Suppose you toss a coin, which you * believe to be fair*, 10 times.

Let p = proportion of heads obtained.

We say that the **Null Hypothesis** is p=0.5, the initial belief before conducting the experiment. The correct notation is H₀ : p=0.5

__Case 1__

Suppose the experiment produces 9 heads from the 10 tosses. We say that 9 is the **Test Statistic**. Could this be evidence that the coin is biased towards heads? i.e. p > 0.5?

Or is this just a random fluctuation? i.e. The coin is actually fair, so p=0.5.

For this case our hypotheses are H₀ : p=0.5 and H₁ : p>0.5 where H₁ is called the **Alternative Hypothesis**.

__Case 2__

Suppose the experiment produces 3 heads from the 10 tosses, so the Test Statistic is 3.

Could this be evidence that the coin is biased against heads? i.e. p < 0.5?

Or is this just a random fluctuation?

For this case our hypotheses are H₀ : p=0.5 and H₁ : p<0.5

Both of these cases are known as **One-Tailed Tests**.
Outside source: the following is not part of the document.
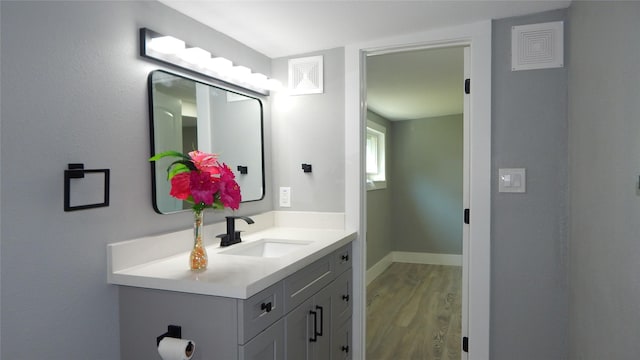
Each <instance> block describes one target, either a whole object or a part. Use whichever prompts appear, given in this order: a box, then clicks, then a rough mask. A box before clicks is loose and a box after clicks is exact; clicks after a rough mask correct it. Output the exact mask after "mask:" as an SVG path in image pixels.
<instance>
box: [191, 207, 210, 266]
mask: <svg viewBox="0 0 640 360" xmlns="http://www.w3.org/2000/svg"><path fill="white" fill-rule="evenodd" d="M203 213H204V211H194V212H193V215H194V216H193V249H191V254H190V255H189V266H190V268H191V270H193V271H202V270H205V269H206V268H207V263H208V262H209V261H208V259H207V250H206V249H205V248H204V246H203V245H202V230H203V229H204V221H203Z"/></svg>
A **Two-Tailed Test** would have hypotheses of the form H₀ : p=0.5 and H₁ : p ≠ 0.5

##### Conducting the Hypothesis Test

__Case 1__

H₀ : p=0.5 and H₁ : p>0.5

Let X = number of heads from the 10 tosses. Assuming H₀ is true then **X~B(10, 0.5)**.
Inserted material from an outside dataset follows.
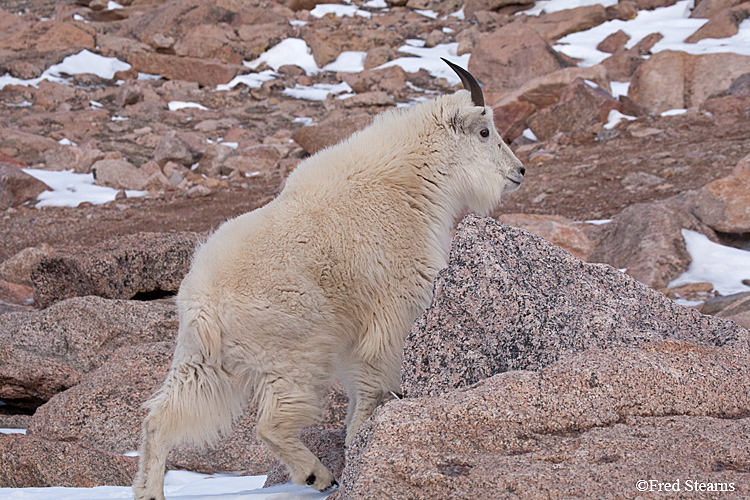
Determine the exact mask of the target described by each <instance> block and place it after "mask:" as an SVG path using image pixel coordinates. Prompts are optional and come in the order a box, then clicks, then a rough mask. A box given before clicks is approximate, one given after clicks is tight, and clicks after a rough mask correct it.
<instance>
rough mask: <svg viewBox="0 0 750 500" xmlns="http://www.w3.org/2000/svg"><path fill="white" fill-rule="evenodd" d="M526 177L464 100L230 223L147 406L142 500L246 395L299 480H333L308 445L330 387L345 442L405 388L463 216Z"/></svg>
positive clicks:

Now calculate the probability of obtaining the test statistic or any value more extreme; comparing this with a **significance level** of 5% will decide whether to reject H₀ or not.

i.e. P(X ≥ 9) = 1 - P(X ≤ 8) = 1 - 0.9892578125 = 0.0107421875 < 0.05

So this is a very unlikely event which is smaller than the significance level. We say that the **test is significant**, so we **reject H₀**. There is evidence that the coin is biased towards heads.

__Case 2__

H₀ : p=0.5 and H₁ : p<0.5

As before, let X = number of heads from the 10 tosses, so that under H₀ we have

X~B(10, 0.5).

Now calculate the probability of obtaining the test statistic or any value more extreme and compare this with a significance level of 5%.

i.e. P(X ≤ 3) = 0.171875 > 0.05

This is a small probability but still greater than the significance level. We say that the **test is not significant**, so we **do not reject H₀**. There is insufficient evidence that the coin is biased.